Representatives of election integrity groups from all across the
country met at Catholic University in Washington, D.C. April 7-9 to
trade ideas and get advice from people who have been fighting this
fight for years.
Carole Simmons and I represented Iowans for Voting Integrity. We
heard more valuable ideas for promoting election reform than I can
enumerate here. Among the most important and practical:
(1)The most obvious— be a pollworker or a pollwatcher. See the Poll Monitors’ and Poll Workers’ Guide to Electronic Voting
for ideas on what to observe. In Iowa ballot counting is public, so you
don’t need to be either a pollworker or pollwatcher to observe the
counting of the votes. Show up where the votes are being counted and
record events. Be very alert to what you see, but be polite and
respectful to election workers.
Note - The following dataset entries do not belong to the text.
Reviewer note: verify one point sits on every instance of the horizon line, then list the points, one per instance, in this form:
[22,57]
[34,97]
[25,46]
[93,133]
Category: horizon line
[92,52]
Some election activists have developed
remarkably productive relationships with local and state officials by
simply being nice and knowledgeable. Challenge what you think is wrong,
but you are not there to say “gotcha.”
(2)Write yourself a pithy, 30-second speechon the election integrity
issue. Be ready to go into detail, but be able to make your point
quicky. Example: “In this country, we have several companies running
our elections on behalf of our governments. You wouldn’t believe how
secretive these companies are and what little power any level of
government has to regulate them.” Plenty of people can do better than
that example speech, but it gives you an idea.
(3)Watchdog your county election system. John Washburn, a software
tester and election activist in Wisconsin, describes four things you
can do about voting integrity in your county:
*Show up at the offices of the county commissioner for the L&A
testing of the software. No need to help— just show up and record the
proceedings.
*Examine the purchase documents to confirm the system your election
administrator is buying or has taken delivery on is actually
state-approved.
*If the state-approved system has conditional use requirements (e.g.
security protocols), ask your election administrator for documentation
the conditions of use are being met.
*Show up at the precinct canvassing of votes and or the county-wide
tabulation. Again, no need to help just show up and record the
proceedings.
These are the most specific and local actions an election integrity
advocate can undertake. We still need state and federal laws requiring
truly independent testing of voting equipment, voter-verified paper
ballots, random hand audits, and fully disclosed vote-counting
software. But nothing does more for our cause than the close
observation of elections and election equipment in your own area. After
all, it is a mountain of specific and local examples of hackable voting
machines, careless procedures, and other oddities that is moving
election reform ever closer to the country’s front burner.